Dara

8 2 0
                                        

Namanya Dara, ia mengengenakan sepatu putih lusuh, kemeja kotak2, celana jeans hitam panjang dan tak lupa tas ransel abu2 kesayangan nya.

Saat ini ia sedang berdiri di dalam bus kota untuk pergi mengikuti ujian masuk universitas negeri jalur mandiri.

Sesuai dugaanya bahwa dia gagal dengan jalur nilai rapot karena tentu saja sebab ia memang tak pintar.

Tapi walaupun dara tau ia tidak pintar, ia masih terus berusaha agar ia bisa berkuliah di universitas negeri impian nya, orang tua dara tidak pernah memaksanya untuk berkuliah di universitas negeri, tetapi dara tetap lah dara yang sungguh keras kepala dengan apa yang ia inginkan.

Dara melihat jam di tangan nya, ia tentu sadar bahwa dengan naik bus kota pasti dia akan terlambat mengikuti tes ujian tersebut.

"Yap dara, seperti biasa kamu akan terlambat, hari ini, seterusnya dan selalu begitu, huh" gumam dara dalam hati, mengutuk dirinya sendiri seperti biasa.

Tiba2 saja supir bus tersebut menghentikan bus nya mendadak, tentu saja membuat semua penumpang di dalamnya kaget.

"Yampun pak, ngerem nya pelan2 dong, anak saya jadi nangis nih kejedot kaca". ucap seorang ibu2 yang sedang menenangkan anak anakNya yang sedang menangis.

"Di depan ada kecelakaan motor bu, kalo saya tidak ngerem mendadak, malah kita semua yang akan menjadi korban selanjutnya". Ucap sang supir dengan nada tinggi nya yang tampak nya masih syok dengan kecelakaan di depanya.

Jam di tangan dara menunjukan pukul 06.55 yang artinya 5 menit lagi dara akan terlambat mengikuti ujian
tersebut.

"Bang kampusnya masih jauh ga?" Dara memberanikan diri bertanya pada supir tersebut.

"Udah deket tuh neng tinggal jalan bentar doang tapi di depan banyak orang yang nutupin jalanan" ucap supir tersebut kepada dara.

" Yaudah saya turun disini aja bang, nih goceng, gausah kembalian bang" ucap dara enteng.

"Padahal kembali serebu doang neng, untung situ cakep". ujar supir tersebut yang masih bisa di dengar dara saat berjalan keluar bus, tentunya diiringi senyuman sebab baru kali itu ia dipuji cakep oleh abang supir bus itu.

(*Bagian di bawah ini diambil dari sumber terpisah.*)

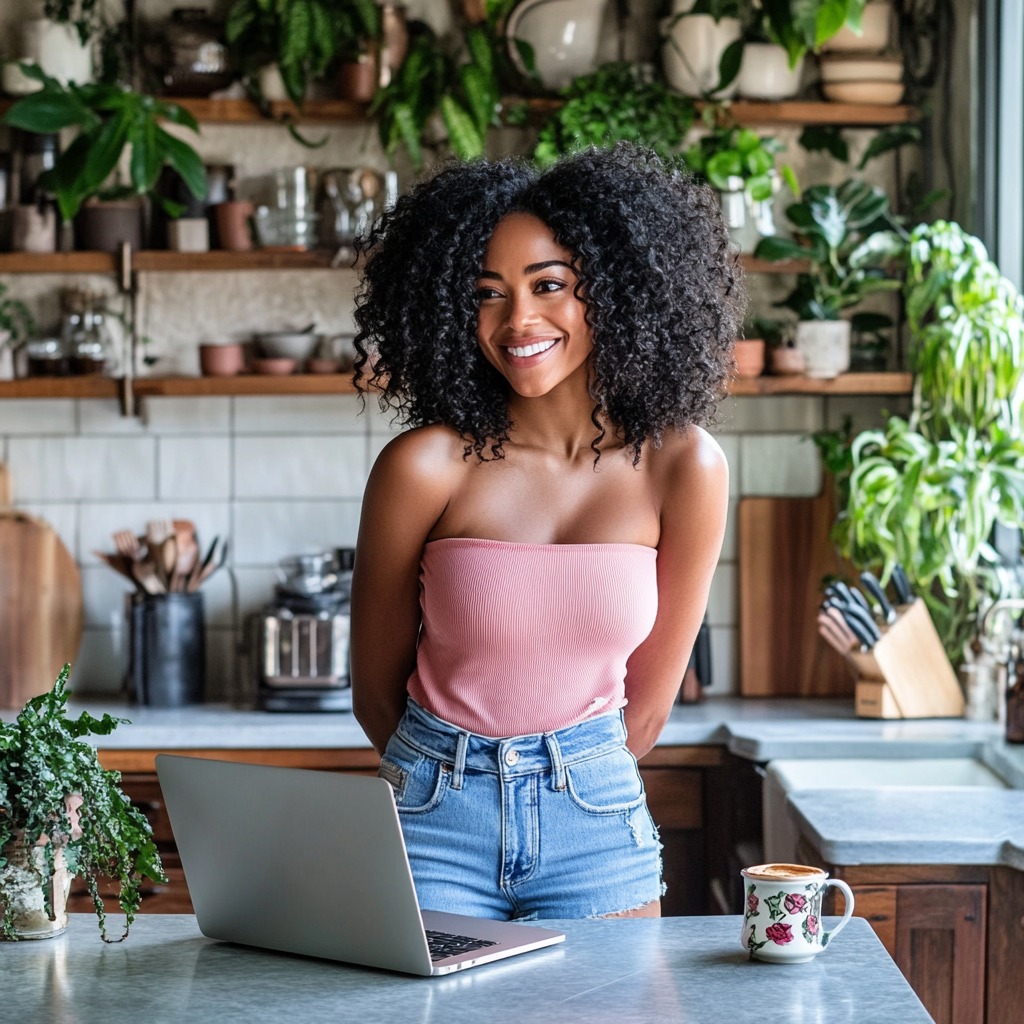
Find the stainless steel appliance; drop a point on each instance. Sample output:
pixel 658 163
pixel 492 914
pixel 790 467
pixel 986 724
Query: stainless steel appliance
pixel 300 639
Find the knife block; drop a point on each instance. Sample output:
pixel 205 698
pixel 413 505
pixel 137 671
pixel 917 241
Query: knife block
pixel 906 674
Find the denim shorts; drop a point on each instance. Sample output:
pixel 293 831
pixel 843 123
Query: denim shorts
pixel 547 825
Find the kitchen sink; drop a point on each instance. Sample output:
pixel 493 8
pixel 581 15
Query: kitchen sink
pixel 785 776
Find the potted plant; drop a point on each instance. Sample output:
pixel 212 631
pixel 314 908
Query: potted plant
pixel 740 165
pixel 619 102
pixel 61 815
pixel 109 119
pixel 927 492
pixel 16 324
pixel 847 235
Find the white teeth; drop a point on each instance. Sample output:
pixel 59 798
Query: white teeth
pixel 524 350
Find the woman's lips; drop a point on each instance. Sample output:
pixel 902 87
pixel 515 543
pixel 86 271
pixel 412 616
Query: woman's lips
pixel 539 350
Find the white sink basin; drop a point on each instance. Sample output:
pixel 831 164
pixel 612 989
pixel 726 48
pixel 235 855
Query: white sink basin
pixel 780 830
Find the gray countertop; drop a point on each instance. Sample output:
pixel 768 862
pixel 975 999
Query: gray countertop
pixel 675 969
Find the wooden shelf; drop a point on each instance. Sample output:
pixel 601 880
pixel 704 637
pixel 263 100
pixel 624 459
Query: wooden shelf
pixel 60 387
pixel 245 384
pixel 844 384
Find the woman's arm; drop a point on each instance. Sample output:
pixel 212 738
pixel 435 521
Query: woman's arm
pixel 408 491
pixel 695 499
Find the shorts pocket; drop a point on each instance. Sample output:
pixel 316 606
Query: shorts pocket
pixel 609 783
pixel 419 780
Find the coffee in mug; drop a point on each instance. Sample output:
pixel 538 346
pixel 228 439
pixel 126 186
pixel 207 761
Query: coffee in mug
pixel 782 915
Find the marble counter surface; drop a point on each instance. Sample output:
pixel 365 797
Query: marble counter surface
pixel 621 972
pixel 758 729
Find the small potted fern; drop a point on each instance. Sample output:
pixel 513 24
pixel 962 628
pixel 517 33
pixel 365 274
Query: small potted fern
pixel 61 814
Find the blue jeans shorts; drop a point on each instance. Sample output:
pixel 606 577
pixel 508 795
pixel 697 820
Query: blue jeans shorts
pixel 548 825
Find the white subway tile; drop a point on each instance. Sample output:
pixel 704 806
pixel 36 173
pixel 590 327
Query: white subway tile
pixel 299 467
pixel 724 662
pixel 37 416
pixel 779 465
pixel 98 468
pixel 98 521
pixel 99 666
pixel 327 414
pixel 722 600
pixel 730 445
pixel 267 531
pixel 64 518
pixel 102 416
pixel 771 414
pixel 196 468
pixel 206 415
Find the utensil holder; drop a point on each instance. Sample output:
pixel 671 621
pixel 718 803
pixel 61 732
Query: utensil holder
pixel 906 674
pixel 167 644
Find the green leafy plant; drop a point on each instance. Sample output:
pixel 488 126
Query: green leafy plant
pixel 302 37
pixel 927 491
pixel 730 152
pixel 43 762
pixel 617 102
pixel 848 235
pixel 14 317
pixel 108 119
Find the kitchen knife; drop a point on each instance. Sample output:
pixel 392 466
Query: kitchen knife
pixel 903 593
pixel 875 589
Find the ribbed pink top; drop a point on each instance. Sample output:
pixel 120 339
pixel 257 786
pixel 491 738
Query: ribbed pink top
pixel 526 638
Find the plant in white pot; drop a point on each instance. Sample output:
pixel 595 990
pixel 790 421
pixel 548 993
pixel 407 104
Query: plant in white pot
pixel 847 235
pixel 61 814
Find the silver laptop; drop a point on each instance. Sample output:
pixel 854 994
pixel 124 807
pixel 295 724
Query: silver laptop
pixel 313 862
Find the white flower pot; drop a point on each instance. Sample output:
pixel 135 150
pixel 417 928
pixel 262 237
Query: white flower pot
pixel 765 73
pixel 565 36
pixel 825 347
pixel 693 47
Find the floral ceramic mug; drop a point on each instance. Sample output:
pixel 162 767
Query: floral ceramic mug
pixel 782 915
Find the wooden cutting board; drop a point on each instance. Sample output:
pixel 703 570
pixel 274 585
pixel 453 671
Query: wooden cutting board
pixel 40 607
pixel 784 552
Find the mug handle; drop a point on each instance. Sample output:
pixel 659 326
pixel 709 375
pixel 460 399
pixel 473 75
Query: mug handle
pixel 826 937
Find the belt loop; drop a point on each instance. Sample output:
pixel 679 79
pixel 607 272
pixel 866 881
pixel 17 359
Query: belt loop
pixel 460 760
pixel 557 767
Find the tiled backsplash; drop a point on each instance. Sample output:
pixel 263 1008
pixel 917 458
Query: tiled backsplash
pixel 280 475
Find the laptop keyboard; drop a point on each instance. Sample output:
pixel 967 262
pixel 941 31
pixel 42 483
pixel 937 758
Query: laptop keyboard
pixel 443 945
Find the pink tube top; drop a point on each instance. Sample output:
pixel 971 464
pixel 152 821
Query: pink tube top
pixel 526 638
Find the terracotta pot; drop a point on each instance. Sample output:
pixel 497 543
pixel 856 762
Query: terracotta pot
pixel 787 361
pixel 750 357
pixel 22 894
pixel 232 225
pixel 221 360
pixel 357 79
pixel 103 226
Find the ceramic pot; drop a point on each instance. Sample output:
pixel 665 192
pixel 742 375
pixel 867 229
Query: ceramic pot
pixel 787 361
pixel 765 73
pixel 357 79
pixel 692 49
pixel 749 355
pixel 876 24
pixel 103 226
pixel 825 346
pixel 22 894
pixel 32 230
pixel 232 225
pixel 565 36
pixel 221 360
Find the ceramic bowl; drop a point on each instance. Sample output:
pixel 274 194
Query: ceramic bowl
pixel 877 93
pixel 274 368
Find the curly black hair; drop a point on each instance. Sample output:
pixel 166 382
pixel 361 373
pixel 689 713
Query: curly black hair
pixel 663 287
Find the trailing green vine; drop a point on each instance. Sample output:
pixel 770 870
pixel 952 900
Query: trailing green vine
pixel 43 762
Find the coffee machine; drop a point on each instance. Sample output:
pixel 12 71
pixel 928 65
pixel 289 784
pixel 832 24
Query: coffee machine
pixel 300 639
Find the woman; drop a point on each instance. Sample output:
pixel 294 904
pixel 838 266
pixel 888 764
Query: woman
pixel 535 558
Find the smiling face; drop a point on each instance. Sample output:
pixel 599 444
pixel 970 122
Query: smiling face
pixel 531 327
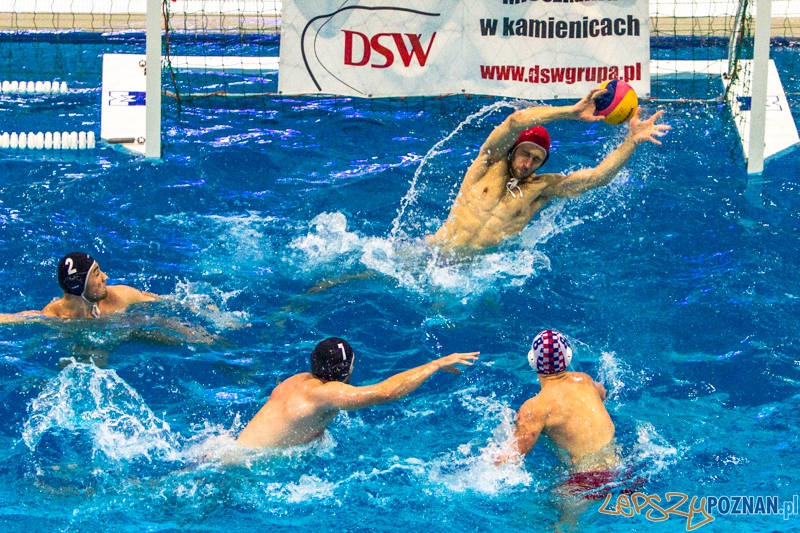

Dara berlari2 karena ia sadar waktunya hanya 5 menit tersisa agar tidak terlambat, ia tidak memperdulikan debu dan keringat yang membanjiri wajah nya sekarang, ia hanya ingin hari ini tidak terlambat, itu saja.

Akhirnya dara telah sampai di gerbang kampus tersebut, rambut nya yg terkuncir kuda tersebut telah berantakan tidak karuan di tambah keringat nya yang bercucuran.

Dara menghampiri satpam yang sedang memeriksa mobil yang masuk.

"Pagi pak, saya mau tanya ruangan ujian dimana ya pak?" Tanya dara dengan senyumnya yang cerah.

"Yampun neng jam segini kok baru dateng, untung sebentar lagi baru mau dimulai, kamu masuk aja ke gedung yang disana nanti kamu baca namamu ada di ruangan yang mana". jelas satpam tersebut .

"Heheh iya pak tadi bus saya gabisa lewat jadi saya lari2 kesini, makasih ya pak". ucap dara menjelaskan situasi yang telah ia alami tadi.

Dara pun masuk ke gedung yang di tunjuk satpam tadi. Dara merasa bersyukur sekali sebab ujian belum dimulai dan dia berhasil tidak terlambat kali ini, untung saja.

Dara melihat orang2 yang berpakaian rapih sedang berebutan melihat namanya di pengumuman, padahal nama dan ruangan sudah pasti ada di kartu peserta yang telah di cetak oleh para peserta,

Dara pun memilih melewati orang2 tersebut dan menaiki anak tangga menuju lanaai 4. Dara lebih memilih menaiki anak tangga ketimbang harus ngantri untuk menaiki lift dan berdesak desakan bersama orang2.